I’d like to suggest that the normal institutional “check boxes” offer a similar allowance not to do other things (as institutional leaders or as parents and students). Having a confessional faculty offers many prospective students and parents the false security that they will be presented with theologically appropriate ways of thinking. They may even assume that faculty who are Chrisitans have a character commensurate with such a profession. Doctrinal statements offer a similar comfort as people assume (I think wrongly) that agreeing on a basic doctrinal statement means that individual faculty or the faculty as a whole have done the hard work of allowing their theology to overshadow and inform their discipline (I would say that is the case even for scholars in the biblical and theological disciplines).
We see certain marks and are persuaded that their presence means the education provided will add to the disciple making efforts in which we are all to be involved. Yet, as Howard notes in Protestant Theology and the Making of the Modern German University, we must be ever diligent to avoid the ancient vice of curiositas, which is “knowledge of important things lodged in minds unsuited to steward them.” Higher education, particularly Christian and biblical higher education, has an identity problem. Personally, I think it stems from a number of factors including, but not limited to, an almost complete disconnection from any real sense of responsibility to the church and an unwillingness to look beyond institutional survival to the core activity of education for discipleship which may not require higher education at all. In any case, it seems to me that the adjectives “Chrisitan” and “biblical” are losing the wrestling match with the noun “higher education” at many institutions.

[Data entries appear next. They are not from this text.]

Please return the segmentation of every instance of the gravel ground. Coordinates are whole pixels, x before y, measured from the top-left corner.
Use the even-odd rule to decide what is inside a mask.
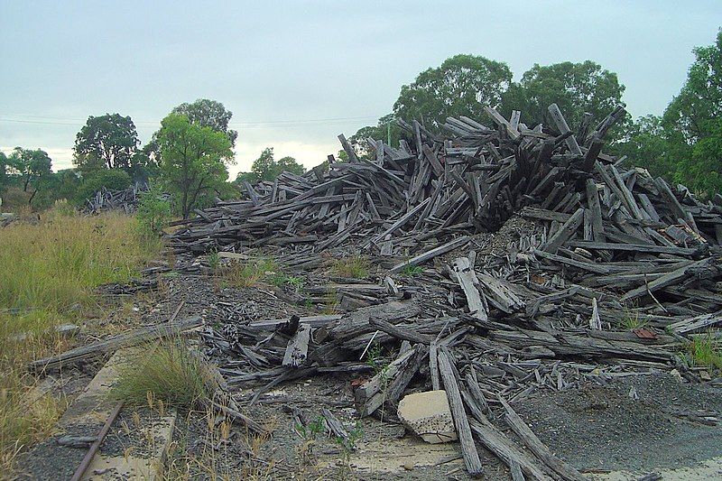
[[[553,452],[579,469],[653,471],[722,456],[722,428],[679,415],[702,410],[720,417],[721,393],[660,373],[606,387],[538,392],[514,407]]]

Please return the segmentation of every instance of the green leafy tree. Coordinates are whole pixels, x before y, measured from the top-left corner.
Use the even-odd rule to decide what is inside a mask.
[[[722,191],[722,118],[705,123],[705,135],[681,158],[675,180],[699,193],[713,196]]]
[[[715,135],[713,119],[722,116],[722,29],[713,45],[693,51],[687,81],[664,111],[664,126],[681,132],[689,143]]]
[[[393,114],[387,114],[378,119],[376,125],[362,127],[351,135],[348,142],[354,147],[354,151],[359,157],[366,159],[375,156],[376,153],[368,143],[367,139],[382,140],[389,145],[398,145],[402,138],[402,130],[396,123]],[[346,151],[338,153],[339,158],[347,161]]]
[[[238,133],[228,128],[228,123],[233,117],[233,112],[217,100],[199,98],[195,102],[183,103],[173,108],[171,114],[186,116],[191,124],[198,124],[203,127],[210,127],[217,132],[223,132],[231,141],[231,148],[236,146]]]
[[[7,185],[7,156],[0,152],[0,190]]]
[[[171,220],[171,202],[158,186],[141,194],[135,218],[142,235],[158,236],[162,234]]]
[[[534,64],[504,92],[501,113],[508,118],[512,110],[521,111],[522,122],[530,128],[537,124],[553,125],[547,107],[556,103],[573,129],[586,112],[601,121],[622,103],[624,92],[616,73],[591,60]],[[623,130],[617,127],[610,136],[618,137]]]
[[[662,176],[673,180],[680,156],[690,154],[687,145],[678,134],[670,135],[662,125],[662,118],[656,116],[640,117],[629,127],[623,142],[613,149],[621,157],[626,156],[626,163],[643,167],[653,177]]]
[[[84,170],[130,168],[138,134],[129,116],[89,116],[75,138],[75,164]]]
[[[183,218],[188,218],[201,198],[227,179],[231,141],[223,132],[171,114],[161,123],[157,142],[161,176]]]
[[[273,180],[283,171],[301,175],[306,171],[306,168],[293,157],[286,156],[276,161],[273,158],[273,148],[266,147],[261,153],[261,155],[254,161],[250,172],[238,173],[236,177],[236,183],[240,184],[244,181],[255,183],[261,180]]]
[[[73,194],[73,202],[78,206],[95,197],[96,192],[103,189],[108,190],[123,190],[133,183],[130,174],[123,169],[101,169],[83,175],[79,185]]]
[[[662,118],[641,119],[616,153],[699,194],[722,190],[722,30],[694,49],[687,81]]]
[[[403,86],[393,115],[407,122],[416,119],[432,130],[448,116],[481,118],[484,106],[497,106],[511,81],[512,71],[505,63],[455,55]]]
[[[7,165],[11,172],[16,174],[23,185],[23,191],[32,190],[28,204],[32,203],[32,199],[42,185],[42,180],[52,173],[51,167],[52,161],[48,153],[41,149],[23,149],[15,147],[7,159]]]

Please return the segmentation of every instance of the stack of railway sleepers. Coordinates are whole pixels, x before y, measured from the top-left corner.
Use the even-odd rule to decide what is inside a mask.
[[[347,162],[246,184],[245,199],[179,222],[179,254],[273,246],[300,271],[348,252],[381,266],[356,289],[328,288],[354,298],[345,311],[207,327],[228,384],[260,381],[255,402],[286,380],[366,373],[362,416],[393,412],[410,386],[445,388],[470,473],[475,439],[527,478],[575,479],[534,450],[509,402],[650,369],[719,383],[684,349],[722,324],[722,198],[602,153],[621,107],[574,130],[549,111],[553,125],[528,126],[487,108],[490,124],[449,118],[443,135],[402,123],[398,146],[369,139],[364,155],[340,135]],[[536,458],[490,423],[502,414]]]

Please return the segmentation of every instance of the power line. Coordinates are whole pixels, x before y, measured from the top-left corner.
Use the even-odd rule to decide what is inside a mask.
[[[26,117],[26,118],[13,118]],[[35,120],[33,120],[35,119]],[[315,127],[315,126],[333,126],[338,125],[352,125],[364,122],[372,122],[376,117],[356,116],[356,117],[329,117],[315,119],[278,119],[278,120],[240,120],[230,122],[229,127],[238,129],[263,129],[271,127]],[[43,116],[30,116],[22,114],[9,114],[0,117],[0,122],[10,122],[16,124],[39,124],[50,125],[77,125],[78,123],[85,123],[86,120],[68,117],[52,117]],[[134,121],[135,125],[140,126],[159,126],[159,122],[152,121]]]

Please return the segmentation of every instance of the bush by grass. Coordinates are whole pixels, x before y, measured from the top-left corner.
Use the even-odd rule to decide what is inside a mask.
[[[27,363],[69,348],[53,328],[87,319],[98,307],[93,288],[137,274],[160,241],[138,236],[127,216],[68,208],[14,223],[0,239],[0,472],[10,473],[16,453],[50,432],[64,409],[33,389]]]
[[[692,365],[722,370],[722,347],[712,332],[695,337],[687,353]]]
[[[234,261],[219,272],[224,282],[235,287],[251,287],[269,282],[279,274],[275,261],[261,257],[249,261]]]
[[[111,396],[130,406],[161,400],[166,406],[190,409],[208,398],[199,361],[182,341],[165,341],[140,348],[125,364]]]
[[[331,272],[341,277],[363,279],[368,275],[370,264],[364,255],[351,255],[337,259],[331,264]]]

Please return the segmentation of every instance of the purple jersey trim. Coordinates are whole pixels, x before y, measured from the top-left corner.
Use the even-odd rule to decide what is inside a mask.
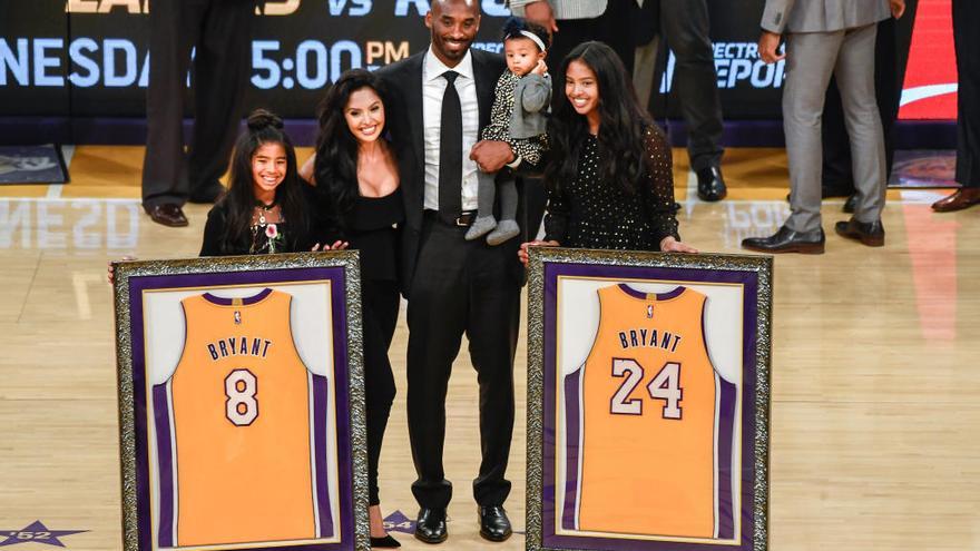
[[[735,537],[732,496],[732,439],[735,435],[735,385],[718,375],[718,538]]]
[[[249,304],[255,304],[255,303],[262,301],[263,298],[267,297],[270,293],[272,293],[272,289],[266,287],[266,288],[259,291],[258,294],[243,297],[243,298],[241,298],[242,306],[248,306]],[[205,293],[200,296],[203,296],[205,301],[207,301],[212,304],[216,304],[218,306],[232,306],[235,304],[235,298],[225,298],[222,296],[215,296],[215,295],[212,295],[210,293]]]
[[[578,504],[578,441],[581,416],[578,397],[581,388],[582,370],[576,370],[565,376],[565,509],[561,512],[561,528],[575,530],[575,509]]]
[[[627,295],[634,298],[646,299],[649,296],[649,293],[644,293],[643,291],[635,289],[625,283],[619,284],[619,291],[626,293]],[[684,293],[685,287],[683,285],[677,286],[666,293],[657,293],[657,301],[669,301],[670,298],[677,298]]]
[[[320,518],[318,538],[333,537],[333,515],[330,511],[330,480],[326,475],[326,401],[329,382],[323,375],[313,375],[313,457],[316,463],[316,514]]]
[[[171,548],[174,547],[174,462],[170,449],[170,404],[167,400],[167,383],[154,385],[153,396],[160,474],[159,545]]]

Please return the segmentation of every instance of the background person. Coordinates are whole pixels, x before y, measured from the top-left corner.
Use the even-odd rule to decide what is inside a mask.
[[[884,245],[881,211],[888,186],[884,136],[874,96],[874,39],[879,21],[900,17],[903,0],[767,0],[758,52],[773,63],[785,57],[783,127],[790,163],[792,214],[770,237],[749,237],[742,246],[763,253],[822,254],[821,114],[831,75],[844,102],[854,158],[854,216],[837,223],[843,237]],[[778,55],[782,33],[786,52]]]

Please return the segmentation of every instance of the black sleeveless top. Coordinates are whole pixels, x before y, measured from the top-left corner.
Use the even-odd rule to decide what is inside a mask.
[[[346,216],[346,234],[361,252],[361,278],[398,279],[399,227],[405,219],[401,188],[384,197],[361,197]]]

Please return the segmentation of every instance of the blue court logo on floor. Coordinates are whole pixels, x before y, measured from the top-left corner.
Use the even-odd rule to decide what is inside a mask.
[[[67,545],[65,545],[60,538],[81,532],[88,532],[88,530],[50,530],[43,522],[33,521],[20,530],[0,529],[0,548],[31,542],[63,548]]]

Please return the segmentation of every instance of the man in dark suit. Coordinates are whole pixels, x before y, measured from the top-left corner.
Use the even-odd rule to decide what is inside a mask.
[[[722,176],[722,102],[706,0],[508,0],[508,6],[516,16],[553,32],[548,50],[552,68],[561,67],[565,56],[579,43],[600,40],[633,72],[637,42],[650,42],[657,31],[663,31],[677,57],[676,97],[680,98],[687,121],[687,154],[697,175],[697,196],[706,201],[725,198],[728,188]],[[651,80],[653,75],[648,78]],[[645,90],[640,102],[646,106],[650,82],[637,89]]]
[[[214,203],[224,187],[252,67],[255,0],[165,0],[149,12],[149,86],[143,208],[157,224],[187,225],[186,201]],[[194,137],[184,152],[190,51]]]
[[[480,385],[482,462],[473,481],[480,534],[511,534],[503,501],[513,431],[513,356],[522,268],[511,239],[489,246],[464,235],[476,217],[477,170],[519,163],[507,142],[479,141],[490,121],[503,58],[470,49],[480,26],[476,0],[433,0],[427,51],[378,71],[390,91],[388,120],[405,199],[402,267],[409,299],[409,436],[418,480],[415,538],[447,538],[445,393],[465,333]],[[537,230],[528,228],[525,232]]]

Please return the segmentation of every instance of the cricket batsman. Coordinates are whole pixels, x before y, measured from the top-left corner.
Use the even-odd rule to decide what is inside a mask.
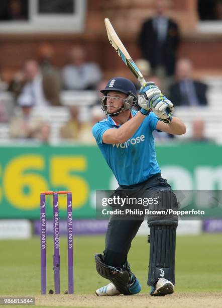
[[[93,126],[92,133],[118,182],[117,191],[129,192],[132,196],[135,189],[148,193],[152,190],[153,194],[161,194],[162,209],[173,208],[176,198],[161,177],[152,135],[154,130],[175,135],[185,133],[183,122],[172,116],[173,104],[152,82],[145,84],[137,97],[134,84],[122,77],[111,79],[101,92],[101,108],[107,116]],[[137,112],[132,109],[137,100],[141,107]],[[169,162],[171,160],[169,158]],[[98,296],[132,295],[140,291],[141,285],[131,271],[127,255],[143,218],[116,220],[110,217],[103,253],[95,255],[97,271],[110,282],[96,290]],[[150,228],[147,281],[150,295],[172,294],[178,217],[148,215],[147,219]]]

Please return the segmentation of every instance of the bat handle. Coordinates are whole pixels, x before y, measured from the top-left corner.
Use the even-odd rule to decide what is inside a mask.
[[[155,82],[147,82],[144,79],[144,78],[143,78],[142,79],[141,79],[141,81],[140,82],[140,84],[141,85],[141,86],[143,87],[143,86],[144,86],[144,84],[146,84],[146,86],[155,86]]]

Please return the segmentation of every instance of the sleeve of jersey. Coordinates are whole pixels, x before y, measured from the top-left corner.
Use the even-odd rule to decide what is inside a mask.
[[[92,134],[97,144],[102,144],[102,135],[106,130],[112,128],[112,125],[109,125],[108,123],[104,121],[98,122],[93,126]]]
[[[149,115],[149,125],[150,125],[150,129],[151,131],[153,130],[157,130],[156,129],[156,126],[158,121],[159,121],[159,118],[155,115],[155,114],[152,112]]]

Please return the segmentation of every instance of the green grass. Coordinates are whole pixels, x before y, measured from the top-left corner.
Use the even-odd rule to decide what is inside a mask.
[[[107,283],[97,273],[94,254],[103,249],[103,236],[75,237],[74,284],[77,293],[94,293]],[[178,237],[176,244],[177,292],[221,290],[221,235]],[[54,289],[53,241],[47,239],[47,290]],[[0,295],[40,293],[40,240],[0,241]],[[67,288],[66,239],[60,239],[61,291]],[[149,244],[137,237],[129,256],[131,268],[147,292]]]

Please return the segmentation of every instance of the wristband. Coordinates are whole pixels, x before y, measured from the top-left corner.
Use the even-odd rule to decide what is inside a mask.
[[[146,110],[146,109],[144,109],[144,108],[141,108],[140,109],[140,112],[142,114],[143,114],[144,115],[148,115],[151,112],[151,110]]]

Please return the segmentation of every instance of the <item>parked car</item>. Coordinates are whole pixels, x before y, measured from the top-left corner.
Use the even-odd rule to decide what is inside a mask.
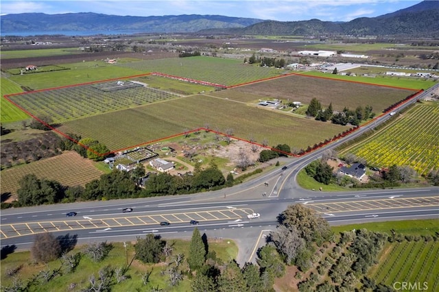
[[[259,218],[260,217],[261,215],[259,213],[253,213],[247,215],[247,218],[248,219]]]

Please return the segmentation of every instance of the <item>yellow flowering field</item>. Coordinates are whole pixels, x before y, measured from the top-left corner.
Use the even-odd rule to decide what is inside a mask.
[[[416,104],[388,127],[340,152],[352,153],[368,165],[408,165],[419,174],[439,169],[439,103]]]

I’m not sure I’ve done justice to the three problems noted above. I do hope I’ve done enough to alert you of some of the challenges associated with college choice. In my estimation, Christian and biblical higher education institutions vary greatly at the institutional, programmatic and personal levels. To choose based on the moniker of “Chrisitan” or “biblical” is short-sighted. There may be little functional difference between some Bible and Christian colleges and secular colleges and universities. In fact, you may want to consider whether exposure to more overt confrontations to the Christian faith as one might experience at a secular university might help your child grow in her or his faith more than exposing them to secular theories veiled in theological and biblical terms.
Over the course of my career, I’ve known some faculty to whom I would gladly entrust my children. I’ve also known some that I would not want to have any influence on my children. In the end, given the three problems I’ve noted above, I tend to think that higher education institutions are not capable of independently discipling a young woman or man fresh out of high school. In this respect, we put far too much trust (and weight) on higher education institutions. They are, in my estimation, incapable of providing the sort of comprehensive formational experience needed to make next generation disciples. So, what does this mean for college choice? I’ll offer three words of advice.
Suggestion 1: Don’t depend on the school
I’ve not gone through the process of sending my children off to college, yet, having worked with prospective students and parents in varying capacities over the years, I know it can be a difficult, expensive, and complex decision. Ultimately, schools will more likely be where your son or daughter meets peers. Those peers are not in the best position to serve as mentors or spiritually mature guides. They are navigating much the same realities as the rest of the students. Even at a 10:1 student to faculty ratio, many students don’t receive the sort of close mentoring that one might assume. As noted above, not all faculty are well-suited to the task of mentoring.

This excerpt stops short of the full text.